Small shows in his homeland, videos on instagram or self-productions on Soundcloud were the means Bad Bunny used to get into the trap music scene. Thanks to his talent and innovative proposals, the artist was gaining more and more fans, until with his song “Tell Them” caught the attention of a producer who hired him for his record label.
LATIN URBAN MUSIC ICON.
In a short time he became an emerging star of the subgenre that has expanded the range of reggaeton with a sound more digital and close to hip hop. In 2017, his song “I’m Worse” peaked on Billboard’s top Hot Latin Songs, the thermometer of Latin music in the United States.
By 2018 Bad Bunny was already an icon in the Latin urban music scene with the success of Cardi B’s song “I like it”, in which he collaborated alongside his friend J Balvin. The following year he released “Oasis”, an 8-song album in collaboration with the Colombian.
That same year, the protest song “Sharpening Knives,” written by Bad Bunny himself alongside Resident, was released during protests against Puerto Rican Governor Ricardo Roussillon. The song garnered 2.5 million views on YouTube the same day it was released.
And after two years bombarding with singles for mass cyber consumption and collaborating with figures like Jlo, Drake or Pharrell Williams he released, without warning, and in the middle of Christmas Eve 2018, his first album, “X100pre”.
The album was very well received by his fans and the American media who released flattering headlines after its release.
“Bad Bunny broke boundaries in 2018. His debut drops more,” Jon Camarica wrote in The New York Times. Elias Leight wrote to Rolling Stone magazine: “Bad Bunny was a master on the hit single. With ‘X100pre’ he arrives as an album artist.” But it was Chris Richards, in the Washington Post, who was most excited to be seen: “Bad Bunny has released the best album of 2019 before even the year begins.”

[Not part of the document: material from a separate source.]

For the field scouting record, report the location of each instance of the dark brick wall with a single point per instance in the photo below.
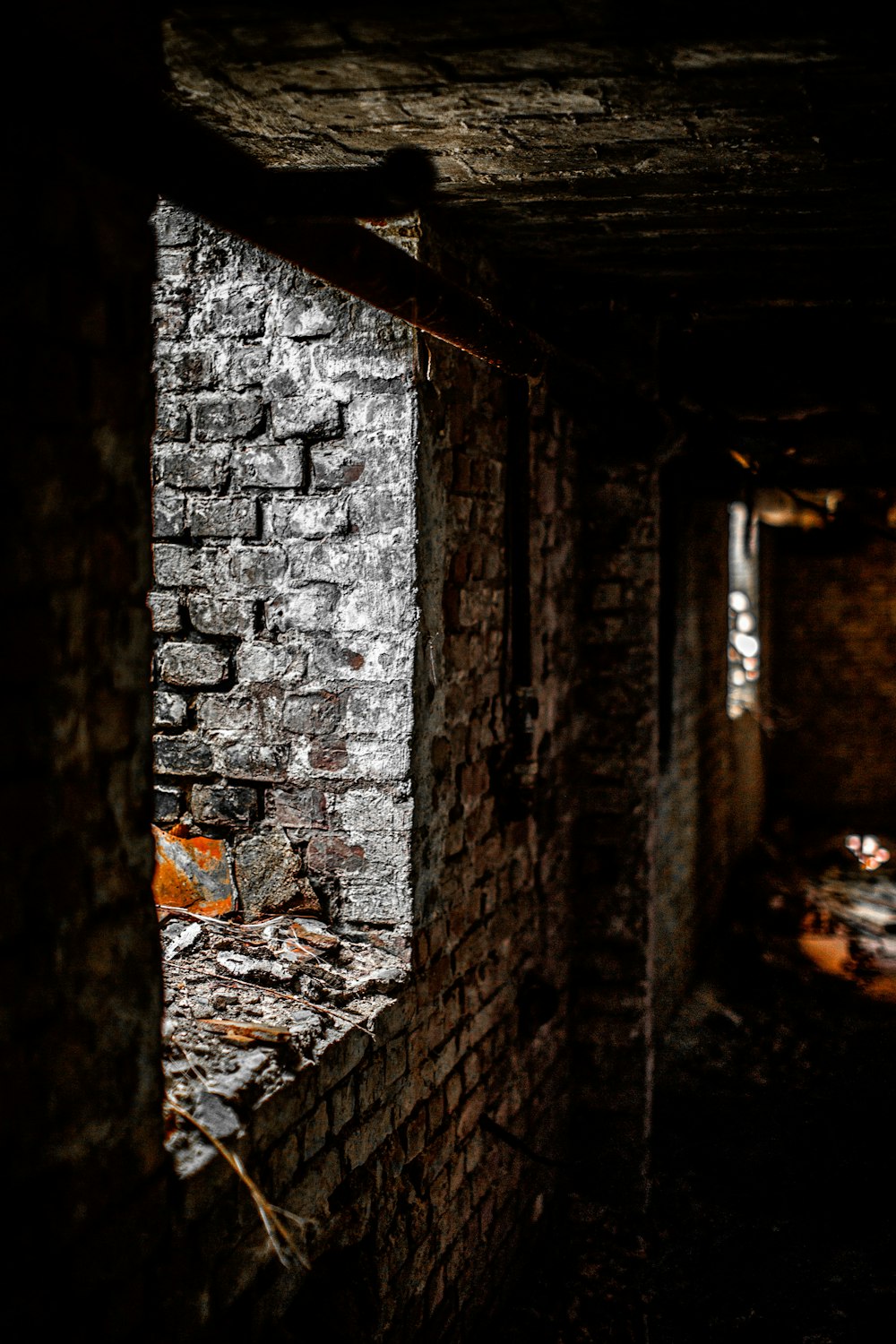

But certainly the year of consecration of Bad Bunny has been 2020, which started with the release of his second album “YHLQMDLG” (I Do What Gives Me The Win), the most listened to of the year on Spotify with 3.3 billion views.
He sang in the middle of the Super Bowl, a show that airs during the most televised sporting event in the world. On stage, in the band of Shakira, Jennifer Lopez and J Balvin, the Puerto Rican made it clear that he leads the new generation of Spanish-speaking urban music artists whom he calls the “Latin gang.”

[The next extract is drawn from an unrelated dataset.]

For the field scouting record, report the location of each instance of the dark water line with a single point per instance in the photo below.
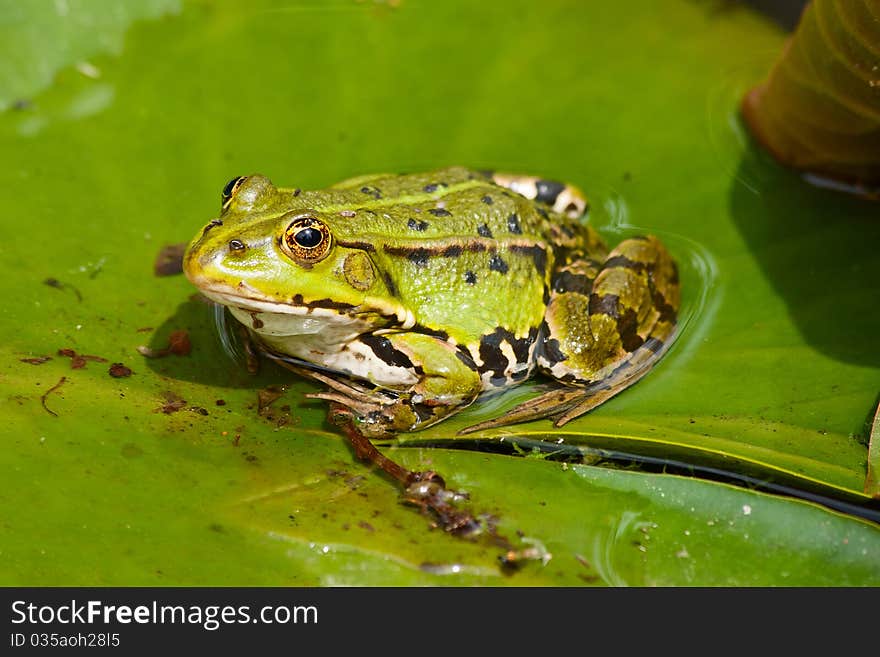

Then, in the midst of the pandemic, he pulled out the leftover songs from “YHLQMDLG” and just released his fourth album, “The Last Tour of the World,” with which he raised speculation about his retirement from the music after a year of glory and awards.

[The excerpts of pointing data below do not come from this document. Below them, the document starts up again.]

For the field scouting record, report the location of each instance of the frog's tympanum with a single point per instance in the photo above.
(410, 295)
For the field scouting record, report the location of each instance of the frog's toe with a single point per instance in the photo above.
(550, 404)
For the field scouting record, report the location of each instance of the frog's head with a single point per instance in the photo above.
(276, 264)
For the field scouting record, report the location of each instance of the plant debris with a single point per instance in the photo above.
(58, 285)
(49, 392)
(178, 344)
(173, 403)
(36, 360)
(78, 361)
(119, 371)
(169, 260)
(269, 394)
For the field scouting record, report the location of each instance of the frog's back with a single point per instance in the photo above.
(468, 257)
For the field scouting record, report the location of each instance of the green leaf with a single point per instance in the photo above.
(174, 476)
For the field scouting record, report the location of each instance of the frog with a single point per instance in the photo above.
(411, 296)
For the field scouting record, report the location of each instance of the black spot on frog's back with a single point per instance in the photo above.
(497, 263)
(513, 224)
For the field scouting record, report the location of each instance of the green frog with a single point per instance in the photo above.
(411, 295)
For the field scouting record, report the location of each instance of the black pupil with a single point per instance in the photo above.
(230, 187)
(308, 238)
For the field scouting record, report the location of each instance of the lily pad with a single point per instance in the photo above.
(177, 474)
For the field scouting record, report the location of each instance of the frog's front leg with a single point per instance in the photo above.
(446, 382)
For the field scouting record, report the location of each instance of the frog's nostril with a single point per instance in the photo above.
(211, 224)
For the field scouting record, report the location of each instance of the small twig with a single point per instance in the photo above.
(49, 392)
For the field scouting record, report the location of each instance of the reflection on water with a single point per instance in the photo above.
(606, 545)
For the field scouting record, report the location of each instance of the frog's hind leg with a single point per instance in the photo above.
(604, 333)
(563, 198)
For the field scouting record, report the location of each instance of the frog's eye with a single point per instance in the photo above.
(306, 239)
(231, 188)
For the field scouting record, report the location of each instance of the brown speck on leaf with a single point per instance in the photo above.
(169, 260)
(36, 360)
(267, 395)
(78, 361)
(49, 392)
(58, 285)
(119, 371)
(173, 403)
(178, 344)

Not only that, he also sang live on his social media, of which he disappeared for three months to reappear with a mustache, a “look” completely different from his usual shaved, and with his ballot in hand encouraging young people to go out to vote.
In the fall and with the concerts canceled by the coronavirus, he was seen riding and singing in a truck in the shape of a train car, which crossed the streets of New York. He received the Composer of the Year 2020 award from the American music association ASCAP and Netflix announced that the reggaeton player will venture into acting with a role in the series “Narcos: Mexico”.
This Latin trap singer moves masses. His videos have millions of views on Youtube, millions of followers on Spotify and millions of young people looking for and imitating him. He is a controversial character who knew how to take advantage of the rise of reggaeton and Latin trap in the United States and now positions him as the most listened to artist globally.